Unnamed: 0,ZipCode,TotalHousingUnits,OccupiedHousingUnits,VacantHousingUnits,OwnerOccupied,RenterOccupied,OwnerOccupiedHouseholdSize,RenterOccupiedHouseholdSize,VehiclesAvailable,NoVehiclesAvailable,WithMortgage,WithoutMortgage
1,601,7306,5397,1909,3553,1844,3.09,3.29,5397,775,540,3013
2,602,17311,12858,4453,9782,3076,3.05,2.6,12858,1600,1876,7906
3,603,24771,19295,5476,11254,8041,2.56,2.4,19295,3397,3487,7767
4,606,2786,1968,818,1440,528,2.93,2.86,1968,265,193,1247
5,610,12494,8934,3560,6452,2482,3.05,2.57,8934,973,1902,4550


In [3]:
import pandas as pd
input_df = pd.read_csv('~/downloads/census_S1501_data.csv', low_memory=False) # Educational Attainment
df = pd.DataFrame()
df['ZipCode'] = input_df['GEO_ID'].str[-5:]

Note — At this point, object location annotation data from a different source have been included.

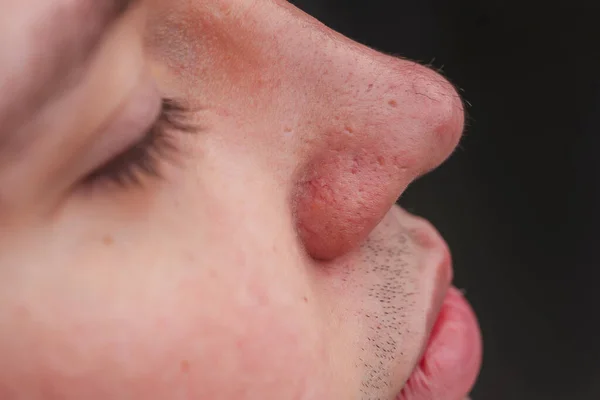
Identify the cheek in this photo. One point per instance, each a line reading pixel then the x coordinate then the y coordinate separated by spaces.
pixel 178 331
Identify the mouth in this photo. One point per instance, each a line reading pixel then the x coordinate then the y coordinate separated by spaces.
pixel 451 355
pixel 451 359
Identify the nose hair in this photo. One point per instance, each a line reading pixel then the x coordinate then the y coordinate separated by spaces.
pixel 386 123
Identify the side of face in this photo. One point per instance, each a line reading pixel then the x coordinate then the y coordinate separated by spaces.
pixel 264 262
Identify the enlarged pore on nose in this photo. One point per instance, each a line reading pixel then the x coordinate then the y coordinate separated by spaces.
pixel 402 129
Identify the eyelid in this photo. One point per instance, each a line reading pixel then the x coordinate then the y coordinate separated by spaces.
pixel 127 127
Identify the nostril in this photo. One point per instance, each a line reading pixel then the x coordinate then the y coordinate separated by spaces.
pixel 339 198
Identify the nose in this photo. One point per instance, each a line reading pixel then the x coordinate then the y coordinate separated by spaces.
pixel 353 126
pixel 377 123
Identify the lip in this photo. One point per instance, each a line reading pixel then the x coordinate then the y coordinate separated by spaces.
pixel 451 354
pixel 451 359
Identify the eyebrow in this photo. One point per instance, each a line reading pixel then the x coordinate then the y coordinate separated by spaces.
pixel 57 48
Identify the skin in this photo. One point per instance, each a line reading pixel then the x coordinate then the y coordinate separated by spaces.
pixel 268 261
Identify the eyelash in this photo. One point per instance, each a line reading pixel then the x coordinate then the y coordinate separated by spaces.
pixel 144 157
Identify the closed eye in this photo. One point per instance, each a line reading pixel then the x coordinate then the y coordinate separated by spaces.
pixel 144 158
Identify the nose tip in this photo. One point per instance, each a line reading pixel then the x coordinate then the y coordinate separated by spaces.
pixel 434 109
pixel 391 132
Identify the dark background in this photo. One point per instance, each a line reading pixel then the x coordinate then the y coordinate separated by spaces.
pixel 517 201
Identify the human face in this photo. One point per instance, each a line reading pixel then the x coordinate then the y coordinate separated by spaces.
pixel 267 260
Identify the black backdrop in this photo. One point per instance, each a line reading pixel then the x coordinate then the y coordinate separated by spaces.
pixel 517 201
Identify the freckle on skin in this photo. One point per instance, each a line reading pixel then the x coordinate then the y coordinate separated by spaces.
pixel 108 240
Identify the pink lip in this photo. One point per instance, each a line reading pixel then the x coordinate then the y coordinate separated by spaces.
pixel 452 358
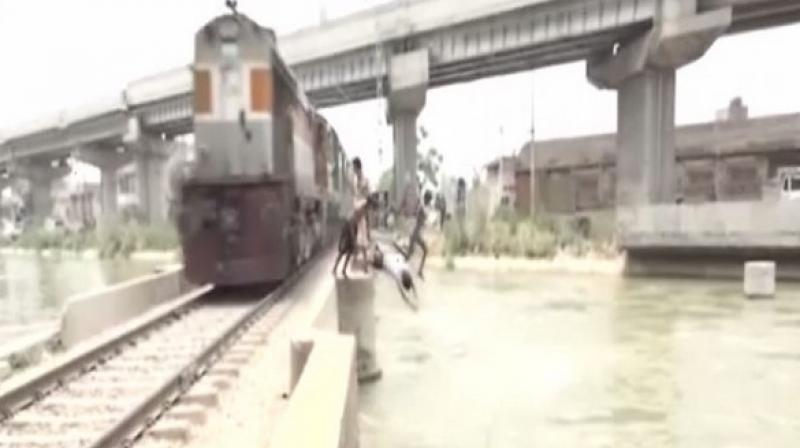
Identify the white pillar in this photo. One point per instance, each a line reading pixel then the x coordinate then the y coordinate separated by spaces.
pixel 646 138
pixel 108 159
pixel 408 81
pixel 40 176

df['EducationLessThan9thGradePercent'] = input_df['S1501_C02_007E']
df['Education9thTo12thNonGraduatePercent'] = input_df['S1501_C02_008E']

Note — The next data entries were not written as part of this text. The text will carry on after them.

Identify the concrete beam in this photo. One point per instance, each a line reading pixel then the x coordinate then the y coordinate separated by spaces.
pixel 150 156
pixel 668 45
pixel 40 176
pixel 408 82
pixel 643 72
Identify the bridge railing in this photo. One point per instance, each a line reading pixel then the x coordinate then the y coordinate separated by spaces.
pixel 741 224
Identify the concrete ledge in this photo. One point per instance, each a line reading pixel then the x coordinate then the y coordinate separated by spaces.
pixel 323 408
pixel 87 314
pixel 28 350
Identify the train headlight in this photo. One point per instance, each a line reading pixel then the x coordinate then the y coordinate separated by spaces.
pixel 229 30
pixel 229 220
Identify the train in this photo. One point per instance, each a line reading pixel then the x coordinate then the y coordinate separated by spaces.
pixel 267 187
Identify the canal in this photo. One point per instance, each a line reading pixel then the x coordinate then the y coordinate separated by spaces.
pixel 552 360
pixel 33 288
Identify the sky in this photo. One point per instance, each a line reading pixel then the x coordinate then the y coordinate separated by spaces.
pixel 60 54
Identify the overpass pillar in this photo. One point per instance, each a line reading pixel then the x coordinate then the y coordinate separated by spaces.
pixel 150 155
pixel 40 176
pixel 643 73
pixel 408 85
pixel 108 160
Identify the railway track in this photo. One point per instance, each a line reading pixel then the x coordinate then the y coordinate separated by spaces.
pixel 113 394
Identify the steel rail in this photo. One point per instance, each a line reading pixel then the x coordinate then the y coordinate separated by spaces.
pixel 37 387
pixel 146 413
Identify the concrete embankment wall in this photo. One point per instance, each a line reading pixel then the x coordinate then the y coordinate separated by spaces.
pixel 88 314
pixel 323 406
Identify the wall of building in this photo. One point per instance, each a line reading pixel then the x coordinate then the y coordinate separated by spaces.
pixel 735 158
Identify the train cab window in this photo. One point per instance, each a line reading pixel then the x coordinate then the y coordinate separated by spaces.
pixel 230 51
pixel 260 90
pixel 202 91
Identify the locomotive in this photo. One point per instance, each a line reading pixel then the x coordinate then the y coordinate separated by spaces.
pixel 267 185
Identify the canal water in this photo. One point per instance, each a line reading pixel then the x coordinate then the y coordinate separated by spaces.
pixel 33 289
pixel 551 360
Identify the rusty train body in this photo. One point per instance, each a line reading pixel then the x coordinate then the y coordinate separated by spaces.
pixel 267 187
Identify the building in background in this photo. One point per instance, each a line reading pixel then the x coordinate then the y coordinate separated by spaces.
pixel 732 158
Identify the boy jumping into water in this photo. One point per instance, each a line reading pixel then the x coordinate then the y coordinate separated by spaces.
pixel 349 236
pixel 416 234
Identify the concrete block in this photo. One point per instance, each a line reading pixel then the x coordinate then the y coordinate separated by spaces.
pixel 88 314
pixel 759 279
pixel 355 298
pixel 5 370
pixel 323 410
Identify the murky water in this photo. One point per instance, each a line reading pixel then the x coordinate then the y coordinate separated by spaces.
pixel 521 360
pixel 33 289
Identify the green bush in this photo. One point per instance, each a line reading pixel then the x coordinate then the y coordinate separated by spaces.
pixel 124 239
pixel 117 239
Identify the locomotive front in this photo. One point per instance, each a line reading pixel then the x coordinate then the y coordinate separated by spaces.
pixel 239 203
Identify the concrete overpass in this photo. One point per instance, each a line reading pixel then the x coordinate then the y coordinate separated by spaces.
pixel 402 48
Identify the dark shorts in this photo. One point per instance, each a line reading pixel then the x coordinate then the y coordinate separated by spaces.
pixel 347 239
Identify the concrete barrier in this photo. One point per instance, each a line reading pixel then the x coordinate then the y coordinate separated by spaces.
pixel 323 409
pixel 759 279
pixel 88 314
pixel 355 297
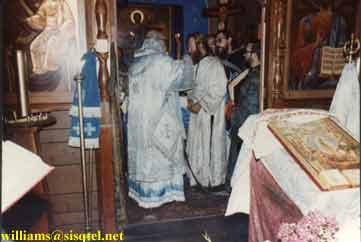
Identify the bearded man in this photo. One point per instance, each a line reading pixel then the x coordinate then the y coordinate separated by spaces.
pixel 206 144
pixel 155 131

df['EducationHighSchoolGraduatePercent'] = input_df['S1501_C02_009E'] # or equivalent
df['EducationSomeCollegePercent'] = input_df['S1501_C02_010E'] # no degree
df['EducationAssociatesDegreePercent'] = input_df['S1501_C02_011E']
df['EducationBachelorsDegreeOrHigherPercent'] = input_df['S1501_C02_015E'] # or higher
df['EducationGraduageOrProfessionalDegreePercent'] = input_df['S1501_C02_013E']

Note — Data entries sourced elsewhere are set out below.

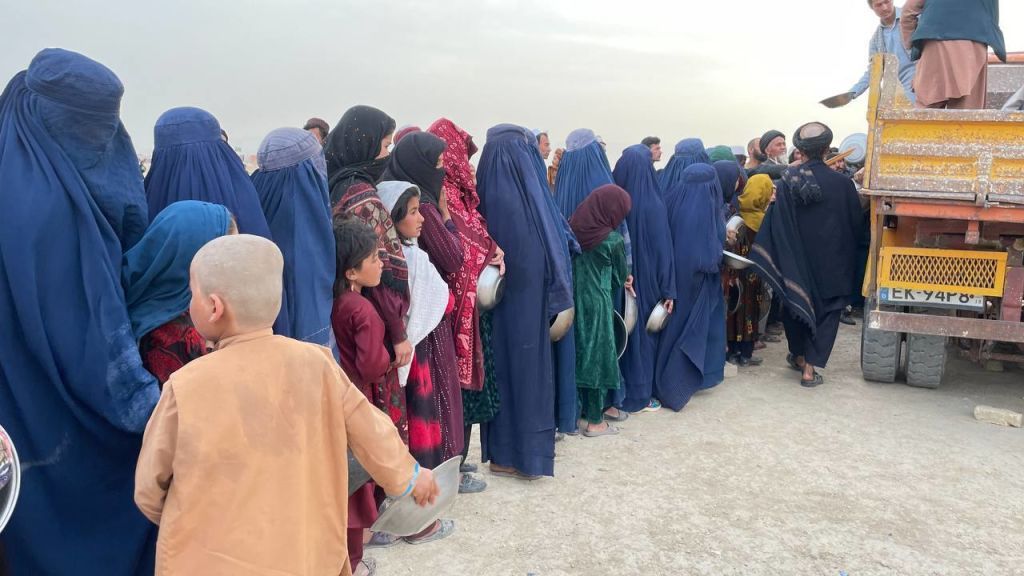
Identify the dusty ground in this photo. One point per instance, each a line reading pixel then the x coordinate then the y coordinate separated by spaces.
pixel 762 477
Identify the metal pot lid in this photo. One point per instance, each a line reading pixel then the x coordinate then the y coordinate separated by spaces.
pixel 10 478
pixel 735 260
pixel 403 517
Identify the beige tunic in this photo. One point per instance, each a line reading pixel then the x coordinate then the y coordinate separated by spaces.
pixel 244 461
pixel 950 73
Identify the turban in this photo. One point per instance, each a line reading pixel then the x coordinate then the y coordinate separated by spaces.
pixel 813 136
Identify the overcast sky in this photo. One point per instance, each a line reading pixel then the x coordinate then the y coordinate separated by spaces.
pixel 722 71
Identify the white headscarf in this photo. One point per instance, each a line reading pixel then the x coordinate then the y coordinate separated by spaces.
pixel 428 291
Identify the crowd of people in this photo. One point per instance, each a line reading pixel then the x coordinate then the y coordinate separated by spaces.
pixel 198 350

del input_df # Free memory
df = df.drop(0) # Drop the header description row
df.to_csv('../inputs/census_S1501_data.csv')
df.head()

Unnamed: 0,ZipCode,EducationLessThan9thGradePercent,Education9thTo12thNonGraduatePercent,EducationHighSchoolGraduatePercent,EducationSomeCollegePercent,EducationAssociatesDegreePercent,EducationBachelorsDegreeOrHigherPercent,EducationGraduageOrProfessionalDegreePercent
1,601,24.5,10.3,29.1,9.3,12.3,14.6,1.8
2,602,23.8,10.0,25.7,7.7,11.0,21.8,5.3
3,603,15.6,9.6,29.6,12.5,8.4,24.3,7.5
4,606,30.6,10.1,32.3,11.6,5.0,10.4,2.9
5,610,20.3,9.3,30.7,8.3,12.6,18.8,4.5


In [4]:
import pandas as pd
input_df = pd.read_csv('~/downloads/census_S2503_data.csv', low_memory=False) # Financial Characteristics
df = pd.DataFrame()
df['ZipCode'] = input_df['GEO_ID'].str[-5:]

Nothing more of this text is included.